Behind the meter, or in front of the meter. Where are you in your home?
Lots of people wonder based on the ECC blogs with the most traffic. Our descriptions of in front of, and behind the meter have been long-term hits. So let’s review this again.
A concept familiar to electric industry people is what is in front of the meter and what is behind the meter. As the electric consumer becomes a more active participant in electricity managing and buying, it is worth having a basic definition of the concept in mind.
A customer sitting at home or in a business is behind the meter (BTM). That electric meter is the electric front door – behind the meter, inside the door.

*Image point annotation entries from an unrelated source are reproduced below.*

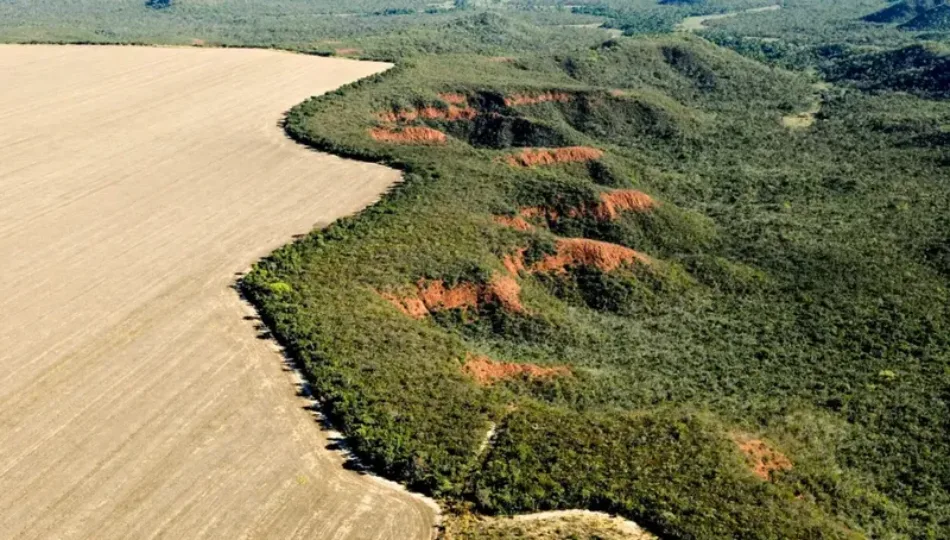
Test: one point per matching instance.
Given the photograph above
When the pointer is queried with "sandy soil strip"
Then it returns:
(136, 400)
(695, 24)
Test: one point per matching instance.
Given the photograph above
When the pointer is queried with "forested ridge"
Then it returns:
(695, 279)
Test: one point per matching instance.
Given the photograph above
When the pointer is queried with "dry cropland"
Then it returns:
(136, 397)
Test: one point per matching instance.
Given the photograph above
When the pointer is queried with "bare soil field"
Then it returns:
(695, 24)
(136, 399)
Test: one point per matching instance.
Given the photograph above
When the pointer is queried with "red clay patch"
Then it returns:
(409, 135)
(585, 252)
(486, 371)
(514, 263)
(530, 99)
(433, 296)
(623, 200)
(506, 291)
(453, 98)
(762, 458)
(514, 222)
(410, 306)
(430, 113)
(611, 205)
(540, 156)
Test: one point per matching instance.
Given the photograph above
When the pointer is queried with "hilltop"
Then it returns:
(653, 298)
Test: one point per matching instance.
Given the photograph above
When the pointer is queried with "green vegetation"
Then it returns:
(799, 292)
(798, 289)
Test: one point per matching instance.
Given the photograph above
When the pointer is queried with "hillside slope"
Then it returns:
(654, 298)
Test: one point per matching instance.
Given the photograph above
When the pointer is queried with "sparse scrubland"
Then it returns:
(614, 257)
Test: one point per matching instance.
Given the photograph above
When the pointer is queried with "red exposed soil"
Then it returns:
(454, 98)
(514, 222)
(432, 296)
(526, 99)
(581, 251)
(611, 205)
(514, 262)
(430, 113)
(409, 135)
(506, 291)
(762, 458)
(486, 371)
(614, 202)
(437, 297)
(539, 156)
(410, 306)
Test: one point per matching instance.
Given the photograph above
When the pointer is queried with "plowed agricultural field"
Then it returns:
(136, 400)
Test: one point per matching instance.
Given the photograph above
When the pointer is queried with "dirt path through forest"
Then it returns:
(136, 400)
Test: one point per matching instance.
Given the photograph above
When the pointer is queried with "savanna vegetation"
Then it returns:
(615, 277)
(794, 291)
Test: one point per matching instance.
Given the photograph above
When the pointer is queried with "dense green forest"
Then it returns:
(796, 294)
(696, 279)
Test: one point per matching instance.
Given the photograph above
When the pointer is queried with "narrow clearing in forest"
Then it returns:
(135, 397)
(695, 24)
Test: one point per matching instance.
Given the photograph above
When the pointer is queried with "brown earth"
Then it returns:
(486, 371)
(622, 200)
(514, 222)
(554, 525)
(585, 252)
(541, 156)
(430, 113)
(453, 98)
(433, 295)
(611, 205)
(762, 458)
(135, 399)
(408, 135)
(515, 100)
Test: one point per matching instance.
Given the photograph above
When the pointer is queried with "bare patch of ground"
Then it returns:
(515, 100)
(577, 524)
(486, 371)
(434, 295)
(763, 459)
(136, 399)
(531, 157)
(806, 118)
(408, 135)
(695, 24)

The electricity, and the system to make and deliver that electricity, is in front of the meter until it goes through that meter.
Or here’s a basic way to look at it. An electric provider brings electricity to your meter to use; an energy system in or on the building is behind that meter. The utility’s electricity, and the system to make and deliver that electricity, is in front of the meter until it goes through that meter.

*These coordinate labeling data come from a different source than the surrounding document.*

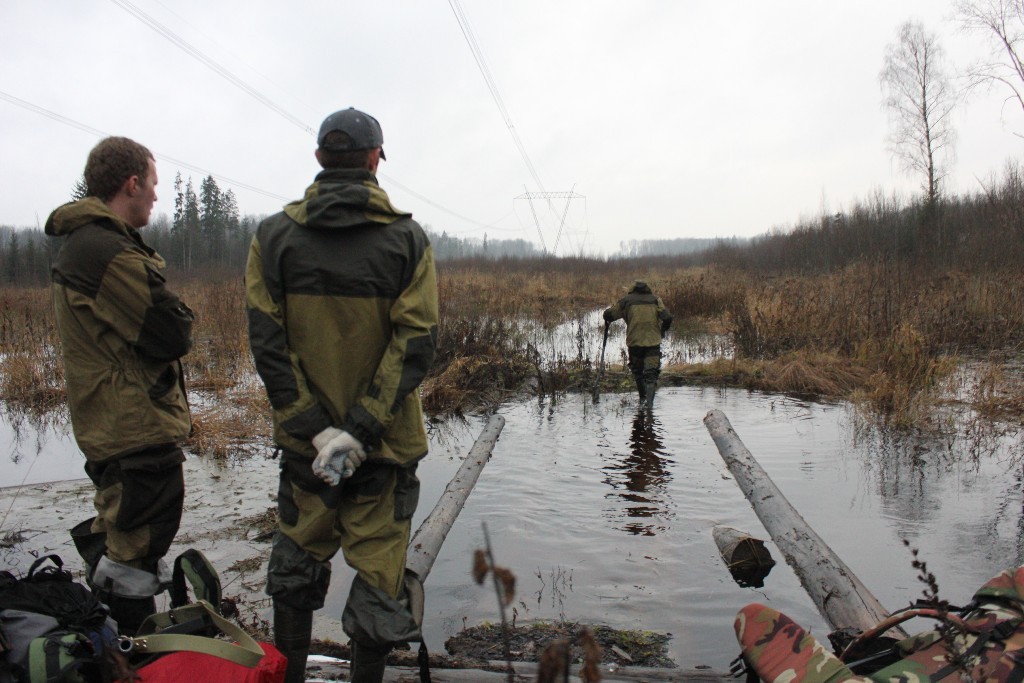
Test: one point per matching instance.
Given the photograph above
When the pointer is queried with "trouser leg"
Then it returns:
(369, 517)
(636, 368)
(292, 634)
(138, 504)
(369, 663)
(651, 369)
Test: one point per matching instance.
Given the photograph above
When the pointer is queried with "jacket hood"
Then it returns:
(640, 287)
(69, 217)
(340, 199)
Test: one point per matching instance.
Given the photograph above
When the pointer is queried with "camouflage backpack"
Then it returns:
(981, 642)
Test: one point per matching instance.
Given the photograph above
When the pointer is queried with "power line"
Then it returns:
(209, 61)
(98, 133)
(481, 63)
(226, 74)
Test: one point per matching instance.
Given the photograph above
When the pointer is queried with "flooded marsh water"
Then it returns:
(605, 516)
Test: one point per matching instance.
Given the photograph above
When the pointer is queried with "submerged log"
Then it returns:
(840, 597)
(747, 558)
(427, 541)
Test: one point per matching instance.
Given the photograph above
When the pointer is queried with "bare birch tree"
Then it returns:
(1001, 22)
(920, 98)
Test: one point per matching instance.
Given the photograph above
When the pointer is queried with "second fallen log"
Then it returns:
(840, 597)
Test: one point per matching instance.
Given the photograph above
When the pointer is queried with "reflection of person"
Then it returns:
(646, 322)
(122, 334)
(646, 474)
(342, 300)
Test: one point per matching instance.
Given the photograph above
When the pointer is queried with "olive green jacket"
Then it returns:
(122, 334)
(342, 303)
(646, 317)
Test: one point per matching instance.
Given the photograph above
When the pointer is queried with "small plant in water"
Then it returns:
(948, 629)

Seems to be an easy and understandable concept. It was. It is changing. That is because customer roles are changing. Customers are becoming, in some places, more than consumers. In some places they produce power. Customers use power or sometimes sell it back to the utility. There are rules for that. There can be homeowner (HOA) rules or other restrictions on a local level.
Net metering is the concept to understand. It is an electricity billing mechanism that allows consumers who generate electricity to sell it to the utility. It is especially important with renewable energy sources like solar, which is non-dispatchable (can’t be tapped at any time, only when there is sunlight).
Here is how Duke Energy describes the concept: “Duke Energy customers who generate electricity from their own renewable facility may be eligible to offset their retail bill through ‘Net Metering.’ Through this arrangement you can use the electricity you generate while receiving service from Duke Energy. The nameplate capacity of your generating facility cannot exceed the lesser of your estimated maximum annual kilowatt demand or 20 kW for residential or 1,000 kW for nonresidential.”
There has been a lot of debate and discussion about net metering. The debates are about what prices are used, how the consumer gets credited, regulations on taking energy, for instance. Advice for customers who want to consider this – talk with your utility company first. Do a lot of self-education about the possibility among various sources. It is a nascent energy possibility and will change a lot in the next few years.
Energy storage is the beneficial companion for BTM generation. Stored electricity can be used to meet the consumer’s electricity needs, or it can be injected back into the distribution grid, says a report from the International Renewable Energy Association. Consumers who want to learn about energy storage may find the report useful. (Diagram from the report)
“10 Mistakes I’ve Made Selling and Installing Battery Storage Systems” is a good introduction to home storage. Also important for the consumer is what do you want the system to do – just be back-up in a storm or use the storage for buying and selling power?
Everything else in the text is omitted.